With the Japanese and the Euro-zone economies in the doldrums, and the fragile economic recovery in the US in grave danger from the ‘fiscal cliff,’ the fast-developing economies out of Asia will probably do the heavy lifting as far as global growth is concerned.
The Chinese economy has been a powerhouse of growth this decade, but of late there have been troubling signs of a slowdown in growth. The economy contracted over the last seven quarters on the trot – with growth down to a low (for China) 7.4% during the September quarter. Chinese policy-makers responded by implementing growth-oriented policies over the recent months, such as the lowering of the benchmark interest rate (twice) and reduction in the reserve requirement ratios (also twice).
In this backdrop, the recent economic data out of China has been comforting, to say the least.
China delivered a resounding beat on estimates of its export performance for the month of October. Exports grew 11.6 % whereas analysts expected only 10% year-on-year. This was the fastest rate of growth seen in five months.
The data led analysts to jettison fears of a ‘hard landing’ for the Chinese economy, and crank up their estimates for growth during 2013.
Imports by the Chinese economy were flat at 2.4% on an annual basis, and missed economists’ expectations of 3.2%. Interestingly, higher imports of agricultural products such as corn and edible oil counterbalanced declining imports of iron ore.
October trade balance
Higher exports and unchanged imports led to the trade surplus increasing to $31.99 billion compared to the previous reading of $27.67 billion and the $27.15 billion expected. This is the highest trade surplus recorded since January of 2009.
Consumer Price Index (October 2012)
China’s main gauge of inflation, the Consumer Price Index fell in October to 1.7% on an annual basis, the lowest reading seen in 33 months. The reading was down from 2% in August and 1.9% in September. The main reason for the fall was apparently food prices, which showed a lower trend.

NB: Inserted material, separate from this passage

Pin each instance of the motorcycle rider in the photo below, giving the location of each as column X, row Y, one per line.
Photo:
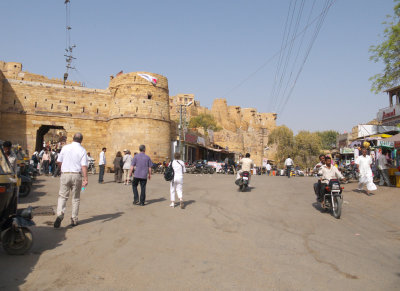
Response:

The declining trend in inflation is an encouraging sign for the economy, as it strengthens policymakers’ hands in the pursuit of growth by lowering the interest rate regime, or other monetary easing or incentive measures.
Controlled inflation probably led to the People’s Bank of China pumping in a record amount of cash flow during the week ended November 1. Using repo operations the bank injected 379 billion Yuan as additional liquidity, an all-time weekly high, into the economy.
Producer Price Index (October 2012)
Chinese inflation at the wholesale level is measured by the Producer Price index. For October the PPI showed a fall of 2.8% on an annual basis compared to 3.6% in September. This was the eighth consecutive month for a decline in the PPI. However, since the rate of decline appears to be slowing, analysts are of the view that the economy may now be stabilizing. A declining wholesale inflation is also positive for the economy.
Fixed Assets Investment (October 2012)
Chinese fixed asset investment climbed 20.7% year-on-year to 29.25 trillion Yuan (about US$4.6 trillion). This was better than analysts’ expectations of 20.6% and the previous reading of 20.5%. The rising investment trend is a plus point for the economy
Industrial Production (October 2012)
After printing 8.9% in August, and 9.2% in September, the Chinese economy reported a heartening industrial production reading in October of 9.6% growth, beating expectations of 9.4%. This is likely evidence that the economy may have bottomed out after the downward trend seen over the last three years.
Retail Sales (October 2012)
In another encouraging sign of strength in the domestic economy, Chinese retail sales during October increased 14.5% compared to the same period last year, to 1.89 trillion Yuan and was the highest seen since March. Interestingly, the growth was more or less even between the urban and rural sectors – urban consumption rose 14.5% whereas the ruler population consumed 14.8% higher.
China Central Bank Outlook
The Chinese central bank reviewed the economy at its third-quarter monetary policy meeting and said, “Current economic and financial operations have shown signs of stabilizing and consumer prices are basically stable.” The statement of the bank also said it would continue to use monetary means for growing credit in the economy at a reasonable pace, and in line with objectives of social financing. However, it expressed concern over the likely import of inflation due to the massive monetary easing measures in the US and European economies. In sum the bank said, “We will continue to implement the prudent monetary policy, make it more targeted, flexible and forward-looking, while fine-tuning it according to the economic situation development.”
China – What to Expect
Looking at the above data trend, it does appear that the Chinese economy may be turning around, slowly, just like a huge tanker that takes a while to change course in the other direction. Rising exports, manufacturing and retail spending in an environment of relatively flat inflation and a dovish central bank stance lead us to the hopeful conclusion that China may yet return to its normal growth levels and lend a hand supporting global growth.